Мишель Сюриа — один из немногих, кто не покаялся [566]. Более того — из горстки тех, кто не поступился своим прошлым, хотя, на первый взгляд, оно у него и не такое славное, как у тех, кого в современной Франции называют «новыми реакционерами» [567], обозначая таким образом внезапное превращение левого крыла французской мысли в ее правое крыло, словом, поправение всего и вся, и кого сам Сюриа в свойственной ему манере назвал в одной из последних своих книг «домашними зверушками» при современной системе господства, устанавливающейся при прямом — молчаливом или говорливом — пособничестве последних.
Господство — современное имя Капитала, каковой еще некоторое время тому назад приходилось именовать «обществом зрелища», коль скоро кое-кому случалось думать, что, угнетая зрелищными формами жизни, самое главное он оставляет в тени. Отделка общества зрелища не была совершенной: зритель оставался за стеклом, перед экраном или глянцевой обложкой. Господство предлагает ему совершенную «прозрачность» — всего и вся, не исключая самого себя, точнее, не исключая тех из своих представителей, кто, совсем потеряв голову от своего господства, делал слишком явным то, что некогда считалось тайным, исключая их тем самым из числа своих. И зритель, теряя, в свою очередь, голову от такой прозрачности, живет полной иллюзией причастности к господству.
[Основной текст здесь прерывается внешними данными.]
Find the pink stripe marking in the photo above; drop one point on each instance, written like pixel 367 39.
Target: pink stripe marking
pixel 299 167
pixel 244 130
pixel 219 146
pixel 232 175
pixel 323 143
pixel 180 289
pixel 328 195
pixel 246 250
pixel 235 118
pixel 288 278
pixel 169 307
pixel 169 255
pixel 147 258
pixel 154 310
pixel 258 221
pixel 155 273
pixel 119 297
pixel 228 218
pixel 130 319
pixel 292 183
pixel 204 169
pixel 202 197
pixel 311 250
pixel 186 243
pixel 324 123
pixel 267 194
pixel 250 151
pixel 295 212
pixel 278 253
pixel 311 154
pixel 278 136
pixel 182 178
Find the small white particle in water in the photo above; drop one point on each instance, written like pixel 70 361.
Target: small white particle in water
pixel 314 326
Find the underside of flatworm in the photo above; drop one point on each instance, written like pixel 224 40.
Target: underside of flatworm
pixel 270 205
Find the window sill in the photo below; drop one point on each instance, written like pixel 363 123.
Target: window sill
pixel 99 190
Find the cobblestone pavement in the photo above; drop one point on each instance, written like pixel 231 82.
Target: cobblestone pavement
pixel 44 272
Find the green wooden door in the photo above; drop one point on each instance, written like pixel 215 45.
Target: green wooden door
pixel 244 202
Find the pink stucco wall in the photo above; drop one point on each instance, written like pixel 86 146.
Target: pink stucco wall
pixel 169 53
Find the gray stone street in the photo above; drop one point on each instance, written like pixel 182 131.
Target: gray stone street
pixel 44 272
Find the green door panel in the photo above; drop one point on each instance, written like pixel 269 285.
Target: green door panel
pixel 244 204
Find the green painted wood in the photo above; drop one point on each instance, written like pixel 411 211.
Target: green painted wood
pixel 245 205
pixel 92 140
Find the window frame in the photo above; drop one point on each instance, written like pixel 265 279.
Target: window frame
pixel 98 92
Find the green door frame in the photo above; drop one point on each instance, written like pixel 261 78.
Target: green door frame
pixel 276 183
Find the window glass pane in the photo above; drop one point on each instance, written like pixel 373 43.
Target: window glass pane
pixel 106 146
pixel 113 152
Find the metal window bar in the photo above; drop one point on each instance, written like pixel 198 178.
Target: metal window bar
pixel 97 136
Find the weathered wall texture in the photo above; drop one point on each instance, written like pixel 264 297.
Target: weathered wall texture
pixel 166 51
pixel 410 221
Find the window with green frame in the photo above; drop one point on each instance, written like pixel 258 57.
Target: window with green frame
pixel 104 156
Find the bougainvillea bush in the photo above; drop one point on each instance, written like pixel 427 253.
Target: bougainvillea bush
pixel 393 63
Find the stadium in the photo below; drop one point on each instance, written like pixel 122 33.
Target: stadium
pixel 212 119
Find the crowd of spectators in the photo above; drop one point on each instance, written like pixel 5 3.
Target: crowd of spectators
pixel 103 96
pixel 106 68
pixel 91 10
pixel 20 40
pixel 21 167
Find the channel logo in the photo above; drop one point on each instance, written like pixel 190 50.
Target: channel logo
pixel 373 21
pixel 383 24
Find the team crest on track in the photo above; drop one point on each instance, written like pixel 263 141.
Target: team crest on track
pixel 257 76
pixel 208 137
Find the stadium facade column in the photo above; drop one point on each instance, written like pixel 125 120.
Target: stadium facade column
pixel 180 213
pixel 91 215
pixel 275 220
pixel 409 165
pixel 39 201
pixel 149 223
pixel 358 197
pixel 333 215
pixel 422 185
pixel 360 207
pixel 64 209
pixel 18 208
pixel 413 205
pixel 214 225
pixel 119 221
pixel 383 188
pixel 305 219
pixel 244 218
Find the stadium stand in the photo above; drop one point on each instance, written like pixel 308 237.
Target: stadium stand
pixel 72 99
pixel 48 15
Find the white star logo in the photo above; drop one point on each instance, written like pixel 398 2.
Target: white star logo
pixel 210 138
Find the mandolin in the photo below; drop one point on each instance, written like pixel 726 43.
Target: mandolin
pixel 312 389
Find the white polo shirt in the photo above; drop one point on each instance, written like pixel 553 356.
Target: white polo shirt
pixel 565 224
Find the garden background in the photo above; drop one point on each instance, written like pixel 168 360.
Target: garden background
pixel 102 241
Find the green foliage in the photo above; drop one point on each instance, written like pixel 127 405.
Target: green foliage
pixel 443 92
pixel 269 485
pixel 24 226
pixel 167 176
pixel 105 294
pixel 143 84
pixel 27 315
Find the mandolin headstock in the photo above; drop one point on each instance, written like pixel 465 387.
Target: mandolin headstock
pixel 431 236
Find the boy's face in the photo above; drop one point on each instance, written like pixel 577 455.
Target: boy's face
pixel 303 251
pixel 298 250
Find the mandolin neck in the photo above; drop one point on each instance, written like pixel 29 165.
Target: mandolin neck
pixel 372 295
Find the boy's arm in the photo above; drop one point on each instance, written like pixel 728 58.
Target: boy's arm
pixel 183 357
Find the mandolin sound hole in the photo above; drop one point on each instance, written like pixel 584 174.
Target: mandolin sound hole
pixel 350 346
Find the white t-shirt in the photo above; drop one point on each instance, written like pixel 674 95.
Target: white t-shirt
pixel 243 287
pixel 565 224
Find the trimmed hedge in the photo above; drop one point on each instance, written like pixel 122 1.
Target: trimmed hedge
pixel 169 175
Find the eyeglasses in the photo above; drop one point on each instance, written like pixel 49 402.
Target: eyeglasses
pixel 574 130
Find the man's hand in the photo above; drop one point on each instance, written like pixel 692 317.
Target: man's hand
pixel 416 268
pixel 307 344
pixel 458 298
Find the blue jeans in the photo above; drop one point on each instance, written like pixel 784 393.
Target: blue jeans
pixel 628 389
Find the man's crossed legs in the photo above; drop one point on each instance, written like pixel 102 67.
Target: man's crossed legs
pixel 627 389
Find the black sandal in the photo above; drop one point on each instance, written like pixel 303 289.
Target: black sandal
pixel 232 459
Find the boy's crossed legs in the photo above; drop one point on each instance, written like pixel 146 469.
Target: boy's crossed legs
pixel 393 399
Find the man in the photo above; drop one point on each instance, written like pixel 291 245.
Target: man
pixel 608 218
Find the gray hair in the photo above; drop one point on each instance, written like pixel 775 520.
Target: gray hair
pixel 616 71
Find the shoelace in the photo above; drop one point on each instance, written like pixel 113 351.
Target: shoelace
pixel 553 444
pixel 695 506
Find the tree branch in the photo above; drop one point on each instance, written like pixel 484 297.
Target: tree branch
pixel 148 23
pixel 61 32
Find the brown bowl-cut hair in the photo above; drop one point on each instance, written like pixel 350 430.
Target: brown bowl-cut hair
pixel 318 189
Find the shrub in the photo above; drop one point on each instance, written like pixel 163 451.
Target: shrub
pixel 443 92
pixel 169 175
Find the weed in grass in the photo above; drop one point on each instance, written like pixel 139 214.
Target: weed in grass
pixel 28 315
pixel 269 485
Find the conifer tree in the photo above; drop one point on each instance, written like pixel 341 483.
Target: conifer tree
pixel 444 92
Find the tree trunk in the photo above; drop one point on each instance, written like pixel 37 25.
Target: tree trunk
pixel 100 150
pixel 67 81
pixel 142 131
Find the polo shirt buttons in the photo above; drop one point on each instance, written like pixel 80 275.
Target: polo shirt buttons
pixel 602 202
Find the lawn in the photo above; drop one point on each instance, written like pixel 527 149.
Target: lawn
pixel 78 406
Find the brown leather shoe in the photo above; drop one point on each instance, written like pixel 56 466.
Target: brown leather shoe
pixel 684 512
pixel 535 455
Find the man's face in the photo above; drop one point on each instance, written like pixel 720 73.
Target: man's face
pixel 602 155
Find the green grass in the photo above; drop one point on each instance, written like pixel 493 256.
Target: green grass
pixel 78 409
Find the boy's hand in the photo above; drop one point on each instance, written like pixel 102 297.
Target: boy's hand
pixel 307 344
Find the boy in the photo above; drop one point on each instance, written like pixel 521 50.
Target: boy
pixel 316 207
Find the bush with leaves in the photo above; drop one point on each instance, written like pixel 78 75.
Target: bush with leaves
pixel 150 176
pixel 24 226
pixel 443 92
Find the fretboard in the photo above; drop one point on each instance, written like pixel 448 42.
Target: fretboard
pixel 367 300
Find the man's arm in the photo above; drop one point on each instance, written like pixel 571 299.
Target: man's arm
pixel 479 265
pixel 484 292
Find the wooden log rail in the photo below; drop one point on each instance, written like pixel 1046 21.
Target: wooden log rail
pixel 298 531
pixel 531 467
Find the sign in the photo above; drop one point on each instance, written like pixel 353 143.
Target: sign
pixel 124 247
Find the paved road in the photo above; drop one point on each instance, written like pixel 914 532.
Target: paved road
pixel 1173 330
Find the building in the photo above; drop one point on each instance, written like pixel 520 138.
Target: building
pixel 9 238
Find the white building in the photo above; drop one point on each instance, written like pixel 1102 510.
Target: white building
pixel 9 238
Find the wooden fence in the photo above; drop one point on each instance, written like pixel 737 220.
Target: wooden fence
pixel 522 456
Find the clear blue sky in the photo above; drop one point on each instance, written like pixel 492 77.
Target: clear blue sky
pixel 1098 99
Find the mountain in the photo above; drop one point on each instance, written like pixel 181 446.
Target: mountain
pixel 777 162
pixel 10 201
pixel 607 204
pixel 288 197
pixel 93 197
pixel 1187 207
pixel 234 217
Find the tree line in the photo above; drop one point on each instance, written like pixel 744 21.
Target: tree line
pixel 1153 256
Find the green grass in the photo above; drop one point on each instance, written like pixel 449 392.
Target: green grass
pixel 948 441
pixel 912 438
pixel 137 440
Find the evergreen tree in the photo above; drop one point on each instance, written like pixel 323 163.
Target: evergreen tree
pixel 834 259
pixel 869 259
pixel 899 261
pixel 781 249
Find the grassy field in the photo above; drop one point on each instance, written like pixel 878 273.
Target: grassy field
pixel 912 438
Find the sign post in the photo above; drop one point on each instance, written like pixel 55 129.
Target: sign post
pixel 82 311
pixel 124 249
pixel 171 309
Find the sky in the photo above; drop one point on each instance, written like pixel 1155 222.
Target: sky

Большего и не надо. Большего и не будет.
Именно для этого послужила процедура пресловутых «дел», нацеленная, как хотелось думать, на искоренение несправедливости, неравенства, несвободы и т. п., но в действительности направленная, как доказывает Сюриа в своих «Теоремах о господстве», к которым непосредственно примыкает публикуемая здесь маленькая книга об интеллектуалах, на оздоровление условий господства, то есть на усиление угнетения.
Жанр «теоремы» не пользуется спросом у современной мысли: доказательству истинности чего бы то ни было она предпочитает показ всего что только можно, гораздо чаще — того, что нельзя, ведь девиз современности «Запрещается запрещать!». Или предпочитает ему жанр показания, как страстного, так и бесстрастного. Именно в этом отношении мысль уподобляется журналистике: «мысль унизилась до журналистики», то есть, подобно последней, только и делает, что ловит дух времени.
Девиз мысли Сюриа, если бы потребовалось ей его подобрать, прямо противоположен известному призыву Рембо: «следует перестать быть современным» [568]. Что среди прочего означает: следует перестать писать, как журналисты. То есть на этом летучем, мимолетном, эфирном языке, создающем видимость понимания. Язык Сюриа — это язык XVII века, язык Паскаля (Блеза), «Мыслей», различные издания которых занимают две полки в кабинете писателя. Язык вызывающе несовременный, сознательно архаизированный, в определенном смысле искусственный, усложненный витиеватым синтаксисом, множеством придаточных, отступлений, эллипсисов.